Pallet that went through SPQI but are not dispatched : 1484 (0.3619 %)


### Drop unrelated date time columns from Dispatched

In [40]:
temp_list=['Repack_Date_day','Last_Spqi_Date_day','Doi_Clearance_Date_day','Tkl_Email_Date_day','Load_Start_Date_hour']
drop_columns(df_pallet,temp_list)

Drop 5 columns : 
['Repack_Date_day', 'Last_Spqi_Date_day', 'Doi_Clearance_Date_day', 'Tkl_Email_Date_day', 'Load_Start_Date_hour']
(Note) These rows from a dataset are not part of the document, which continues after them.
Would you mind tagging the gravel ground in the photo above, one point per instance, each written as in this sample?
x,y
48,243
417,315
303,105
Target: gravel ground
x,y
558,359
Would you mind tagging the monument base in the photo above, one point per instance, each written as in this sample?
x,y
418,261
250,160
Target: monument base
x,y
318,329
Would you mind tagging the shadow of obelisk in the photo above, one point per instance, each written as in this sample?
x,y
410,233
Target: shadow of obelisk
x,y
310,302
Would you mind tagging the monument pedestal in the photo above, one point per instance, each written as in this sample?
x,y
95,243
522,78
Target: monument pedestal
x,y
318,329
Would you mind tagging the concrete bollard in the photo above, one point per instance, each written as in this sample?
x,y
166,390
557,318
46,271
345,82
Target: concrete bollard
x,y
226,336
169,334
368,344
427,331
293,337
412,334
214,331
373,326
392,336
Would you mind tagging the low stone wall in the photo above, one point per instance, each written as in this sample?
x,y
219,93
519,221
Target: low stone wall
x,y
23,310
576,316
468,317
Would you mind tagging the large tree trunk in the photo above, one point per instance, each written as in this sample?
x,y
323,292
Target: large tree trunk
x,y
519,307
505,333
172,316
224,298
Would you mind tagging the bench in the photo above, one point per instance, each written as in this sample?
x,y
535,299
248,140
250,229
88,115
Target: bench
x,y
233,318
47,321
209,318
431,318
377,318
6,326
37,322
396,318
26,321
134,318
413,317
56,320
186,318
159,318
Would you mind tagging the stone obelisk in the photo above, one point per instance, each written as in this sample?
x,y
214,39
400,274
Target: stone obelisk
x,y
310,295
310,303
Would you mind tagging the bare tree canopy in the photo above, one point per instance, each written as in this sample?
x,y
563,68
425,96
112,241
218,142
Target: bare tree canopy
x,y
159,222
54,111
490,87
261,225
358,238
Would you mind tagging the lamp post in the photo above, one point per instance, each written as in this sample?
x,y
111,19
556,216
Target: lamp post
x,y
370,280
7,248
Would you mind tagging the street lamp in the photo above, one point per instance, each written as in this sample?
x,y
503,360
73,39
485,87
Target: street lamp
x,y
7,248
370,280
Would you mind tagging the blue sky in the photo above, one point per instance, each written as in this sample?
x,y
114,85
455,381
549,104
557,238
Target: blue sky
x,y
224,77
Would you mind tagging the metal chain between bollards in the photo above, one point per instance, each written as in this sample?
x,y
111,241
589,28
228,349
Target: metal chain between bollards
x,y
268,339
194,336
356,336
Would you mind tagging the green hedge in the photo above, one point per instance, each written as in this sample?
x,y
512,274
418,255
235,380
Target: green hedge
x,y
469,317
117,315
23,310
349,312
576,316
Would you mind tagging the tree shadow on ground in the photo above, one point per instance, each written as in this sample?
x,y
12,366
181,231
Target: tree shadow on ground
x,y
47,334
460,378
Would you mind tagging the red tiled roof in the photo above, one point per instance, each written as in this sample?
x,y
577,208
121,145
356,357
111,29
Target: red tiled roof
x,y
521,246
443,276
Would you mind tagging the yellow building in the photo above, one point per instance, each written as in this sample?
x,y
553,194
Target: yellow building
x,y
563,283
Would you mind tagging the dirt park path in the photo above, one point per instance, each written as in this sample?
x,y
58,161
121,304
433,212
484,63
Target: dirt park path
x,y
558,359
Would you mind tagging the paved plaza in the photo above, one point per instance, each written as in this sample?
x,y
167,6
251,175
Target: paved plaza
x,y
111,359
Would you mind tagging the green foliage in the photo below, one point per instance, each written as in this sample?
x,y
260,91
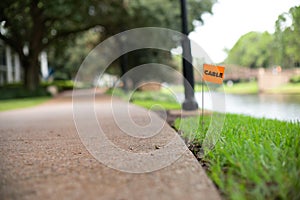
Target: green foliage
x,y
44,24
21,103
295,79
13,91
254,158
287,36
60,84
282,48
252,50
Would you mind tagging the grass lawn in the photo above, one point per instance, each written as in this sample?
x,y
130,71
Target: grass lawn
x,y
254,158
21,103
290,88
242,88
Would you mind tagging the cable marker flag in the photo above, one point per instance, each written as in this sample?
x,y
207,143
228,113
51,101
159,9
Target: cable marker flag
x,y
212,73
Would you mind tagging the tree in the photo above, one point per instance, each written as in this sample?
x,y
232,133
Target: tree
x,y
252,50
36,24
287,38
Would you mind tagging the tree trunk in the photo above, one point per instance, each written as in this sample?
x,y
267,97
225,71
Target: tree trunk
x,y
31,72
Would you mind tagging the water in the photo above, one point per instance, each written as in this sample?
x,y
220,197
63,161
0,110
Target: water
x,y
273,106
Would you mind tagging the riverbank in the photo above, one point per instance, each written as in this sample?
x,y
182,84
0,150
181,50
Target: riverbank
x,y
252,88
253,158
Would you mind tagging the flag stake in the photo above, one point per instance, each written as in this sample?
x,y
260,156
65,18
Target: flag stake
x,y
202,107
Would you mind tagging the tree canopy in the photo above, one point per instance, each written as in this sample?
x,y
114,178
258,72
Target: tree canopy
x,y
282,48
39,24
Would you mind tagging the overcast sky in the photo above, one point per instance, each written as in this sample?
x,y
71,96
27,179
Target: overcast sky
x,y
233,18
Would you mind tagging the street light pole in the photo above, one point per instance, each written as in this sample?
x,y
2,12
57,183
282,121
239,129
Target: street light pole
x,y
188,73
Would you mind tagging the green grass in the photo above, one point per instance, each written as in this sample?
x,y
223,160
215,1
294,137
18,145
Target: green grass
x,y
290,88
254,158
21,103
242,88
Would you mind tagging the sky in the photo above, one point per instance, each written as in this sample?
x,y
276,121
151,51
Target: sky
x,y
233,18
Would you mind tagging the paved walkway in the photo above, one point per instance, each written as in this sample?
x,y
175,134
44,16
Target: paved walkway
x,y
42,157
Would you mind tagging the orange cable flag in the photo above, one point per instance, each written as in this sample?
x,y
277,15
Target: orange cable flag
x,y
214,74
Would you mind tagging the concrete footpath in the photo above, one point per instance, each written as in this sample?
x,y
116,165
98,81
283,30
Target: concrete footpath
x,y
42,157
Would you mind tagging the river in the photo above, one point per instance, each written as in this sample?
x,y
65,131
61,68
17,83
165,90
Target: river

### Drop position columns from Dispatched

In [41]:
temp_list=['Location Room Code','Location Row Code','Location Column','Location Height']
drop_columns(df_pallet,temp_list)

Drop 4 columns : 
['Location Room Code', 'Location Row Code', 'Location Column', 'Location Height']


In [42]:
# 'Storage Method Code' and 'Storage Source Code' are same except for 11 rows, thus delete
#df_pallet[(df_pallet['Storage Method Code']!=df_pallet['Storage Source Code']) & (df_pallet['Storage Source Code'].notna())][['Storage Method Code','Storage Source Code','Loadout Date']]
drop_columns(df_pallet,['Storage Method Code','Storage Source Code'])

Drop 2 columns : 
['Storage Method Code', 'Storage Source Code']


In [43]:
# 'Protocol Code' and 'Clearance Protocol Code' are same except for 94 rows, these columns are deleted because protocol change is not associate with order
df_pallet[(df_pallet['Protocol Code']!=df_pallet['Clearance Protocol Code']) & (df_pallet['Clearance Protocol Code'].notna())][['Protocol Code','Clearance Protocol Code','Loadout Date']]
drop_columns(df_pallet,['Protocol Code','Clearance Protocol Code'])

Drop 2 columns : 
['Protocol Code', 'Clearance Protocol Code']


In [44]:
# drop unilabel columns with missing data
drop_unilable_column(df_pallet)

No Columns with Single Label/Value


In [45]:
# drop duplication : 'Material Group Code' is identical to 'Fruit Class Code' (1 order is class 2)
drop_columns(df_pallet,['Material Group Code','Previous Value'])

Drop 2 columns : 
['Material Group Code', 'Previous Value']


In [46]:
# drop columns unlikely linked to process
temp_list=['Username','Loadout Date','Order Line Number','Ignore Psr','Transaction Sub Type Code','CCKPassed Failed']
drop_columns(df_pallet,temp_list)

Drop 6 columns : 
['Username', 'Loadout Date', 'Order Line Number', 'Ignore Psr', 'Transaction Sub Type Code', 'CCKPassed Failed']


In [47]:
# 'Japan Sub Brand Code'(4),'Trial Packing Indicator Code'(3),'Fruit Class Code'(19),'Growing Method'(4)
temp_list=['Japan Sub Brand Code','Trial Packing Indicator Code','Brand Code','Fruit Class Code','Growing Method']
drop_columns(df_pallet,temp_list)

Drop 5 columns : 
['Japan Sub Brand Code', 'Trial Packing Indicator Code', 'Brand Code', 'Fruit Class Code', 'Growing Method']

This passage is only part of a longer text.